100ミリモルニッケル硫酸の4つの樹脂容積、ミリQ水の10樹脂ボリュームでカラムを洗浄します。カラムの動作が遅い場合は、シリンジプランジャーで液体を押し通します。回収プレートの中身をゴミ箱に注ぎます。
その後、10ミリモルイミダゾール洗浄バッファーの4つの樹脂ボリュームでカラムを2回洗浄し、コレクションプレートを空にします。複数のサンプルを精製する場合は、開いた回収プレートを48ウェルプレートに交換します。真空をオフにして、ライセートをカラムにロードします。
薄いプラスチック製のスターラーを使用して、ビーズとライゼを列内に穏やかに混ぜて結合を最大化します。ポンプの電源を入れ、液体を通します。カラムがブロックされた場合は、新しいフィルターを使用して、ライセート樹脂混合物をカラムに移します。
フロースルーを含めるには、コレクションプレートをフリーズします。開いたコレクションプレートに交換し、10ミリモルイミダゾール洗浄バッファーの9樹脂ボリュームでカラムを洗浄します。この手順を 4 回または 5 回繰り返します。
オーバーフローを避けるために、定期的に廃棄物プレートを空にします。開いたコレクションプレートを96ウェルプレートに置き換え、A1が左上隅に表示されていることを確認します。変性溶出バッファーの樹脂体積を柱にピペットする。
液体を通して、井戸間に汚染がないことを確認するために回収板を点検しなさい。次の希釈のために、前のステップを繰り返し、新鮮なコレクションプレートに集めます。純度および濃度分析のために各溶出の50マイクロリットルのアリコートを取る。
次に、20%エタノールの2ミリリットルでカラムを洗浄します。20%エタノールの別の2ミルを列に加え、新鮮な薄いプラスチックスターラーを使用してエタノール中のビーズを混ぜ合わせ、摂氏4度で貯蔵するために50milチューブに移します。すべての柱にオープンコレクションプレートと注射器プランジャーを使用して、MCPAを真空マニホールドで組み立てます。
前列からすべての注射器のプランジャーを取り外します。5ミルシリンジプランジャーからゴム製ガスケットを取り出し、中央に穴を開けます。次に、開いた柱の底部を穿刺されたゴム製ガスケットを通して押します。

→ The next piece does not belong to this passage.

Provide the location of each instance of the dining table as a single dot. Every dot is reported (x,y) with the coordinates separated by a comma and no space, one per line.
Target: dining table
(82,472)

これらの手順を繰り返し、列の最前列に挿入します。Qセファロースビーズが完全に混合されていることを確認します。そして、下から2センチメートルカットされた青いピペットチップで、Qセファローズビーズの800マイクロリットルを開いた柱にピペットします。
ビーズがカラムの底に落ち着いたら、20%エタノールを通して実行するのに十分な真空ポンプをオンにします。10ミリモルトリスの2ミルで列を2回洗います。トリスバッファーが通る直前にポンプをオフにして、樹脂が乾燥するのを防ぎます。
流出は廃棄され、48ウェルのコレクションプレートに置き換えることができます。精製するすべてのサンプルを最初の行のQセファローズ列に移し、薄いプラスチックスターラーを使用してサンプルとビーズを約2分間混合してから真空ポンプをオンにします。後で分析するためにフロースルーを保存またはフリーズします。
オープンコレクションプレートで、10ミリモルトリスの2ミルでカラムを2回洗います。開いたコレクションプレートを96ウェルプレートに交換します。最初の溶出分数は、最初の行または2番目の行に集めることができます。
2列目に溶け出すために、これらの位置から注射器のプランジャーを取り外します。Q セファローズ列をこれらの位置に移動し、最初の行の開いた列にシリンジ のプランジャーを配置します。第1塩濃度の1ミリリットルをQセファローズ列にピペットする。
ポンプの電源を入れ、溶出を収集します。次の溶出を収集するには、次の位置から注射器のプランジャーを取り外し、Qセファローズ列をこれらの位置に移動し、前の位置のプランジャーを交換します。溶出に使用される連続した塩濃度ごとにこれらのステップを繰り返します。
4 つの溶出ごとに新しいコレクション プレートが使用され、すべてのプレートにラベルが付いて保存されていることを確認します。オープンコレクションプレートで、4つのモル塩化ナトリウム、10ミリモルトリスの2ミルで柱を洗います。20%エタノールの2ミルをピレットし、ビーズのすぐ上になるまでこれを実行し、保管のために列を密封します。
一例として、MCPAはニッケルNTAによる変性条件下での14個のAbpSH3変異体の精製に成功した。タンパク質はまだ大部分が純粋であるが、小さな汚染物質は25キロダルトンで見ることができます。変性条件で見られる小さな汚染物質は、ネイティブ条件で除去されます。
これは、11種類のSH3ドメインを精製した際に示した。これは、MCPAが精製条件の比較に使用できることを示しています。AbpSH3は、イオン交換精製を介して、大部分の汚染物質から、分解物から分離することができる。
かなり純粋なAbpSH3タンパク質の良好な収率は、種々のより高い分子量の汚染物質で回収された。MCPAとのイオン交換を用いたニッケル-NTA後の試料の精製は、これらの高重量汚染物質を正常に除去しました。まだわずかな汚染がありますが、分画はまだ大部分が純粋であり、NMRと熱化学的変性アッセイを使用して良好な生物物理学データを生み出しています。
結論として、我々の仮説は正しく、MCPAは異なるクロマトグラフィー技術を用いてミリグラム量のタンパク質を正常に精製できることを示している。MCPA システムは、同じ実行内で複数の方法で構成して、精製条件を最適化することができます。セットアップは、特に日常的にタンパク質を精製しないラボでは、シンプルで安価で、経験の浅いユーザーを訓練するのは簡単です。